Tubridy pointed to figures that illustrate almost 10,000 people on trolleys in A&E in November, an 11% increase.

"This follows the country around like a smell, the trolly crisis," noted Tubridy.

"It's awful to see it when you go into a hospital. Again, it's just one of those things much the homeless thing; you talk about it, you seem concerned, sincerely, but you can't seem to get a handle on it," the host continued.

"Hospital overcrowding is a particularly difficult one to get a handle on," Varadkar responded.

"I'm a doctor. I'm a grandson. I have a grandmother who is in and out of hospital quite regularly from a nursing home. I don't want to see anybody spending time on a trolley.

"I think, though, sometimes we can always focus in the health service on overcrowding or sometimes waiting lists, we shouldn't forget the amount of progress that is being made."

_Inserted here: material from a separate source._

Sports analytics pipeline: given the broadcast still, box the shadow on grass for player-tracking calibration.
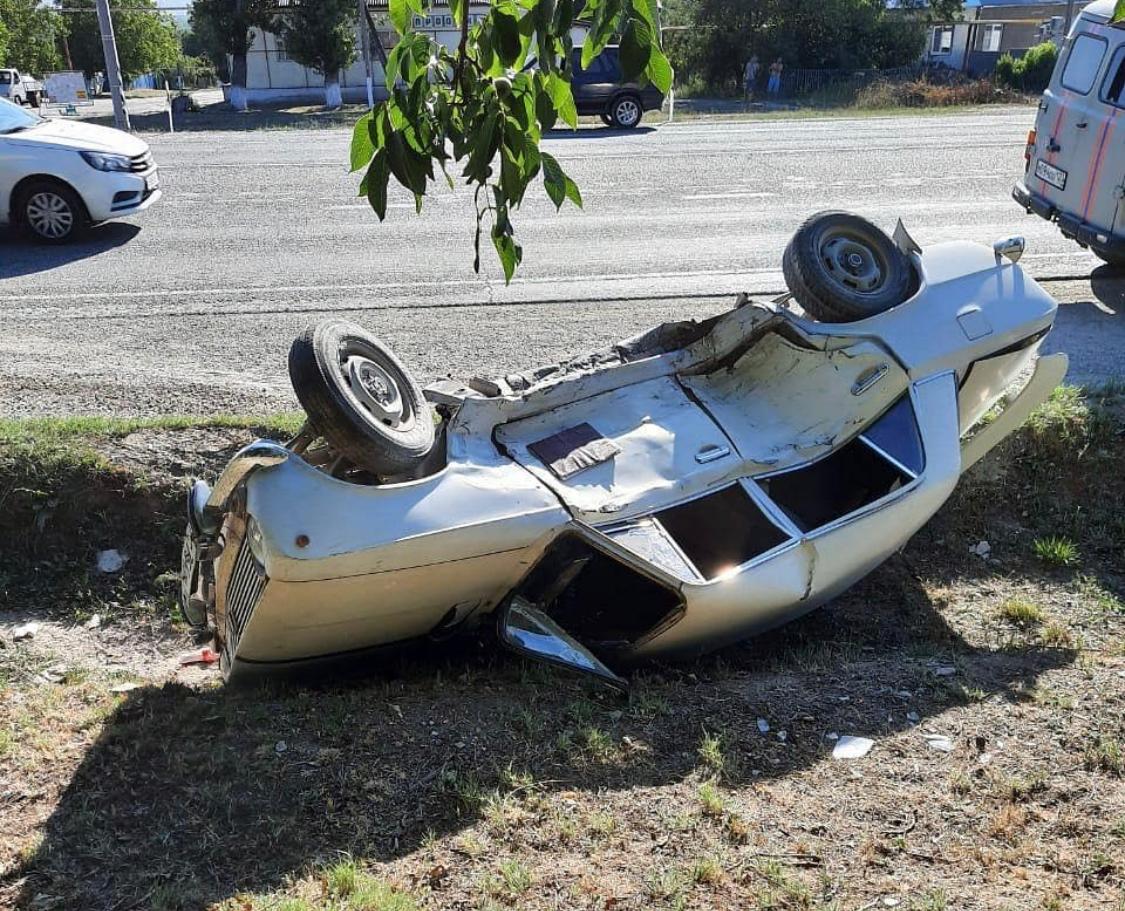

Varadkar highlighted a survey of 14,000 patients who were asked what they thought regarding their own experiences.

"85% of them told us that their experience, once they got into it, their experience of our health service was actually very good.

"And if you think about it, people are living longer, healthier lives than ever before, more people survive cancer than die from it, stroke, heart attack, all those things are improving."

Tubridy noted the difference was that those patients were already in the health service system, not waiting to be.

"But that didn't happen by accident," replied the Taoiseach.

"That happened because government had the right strategies and policies in place, it happened because we had the funding - once we had the funding, we started providing it again.

"It's also because of the phenomenal work of all of our healthcare professionals," he added.

"Sometimes you can demoralise people by not acknowledging the progress that is being made."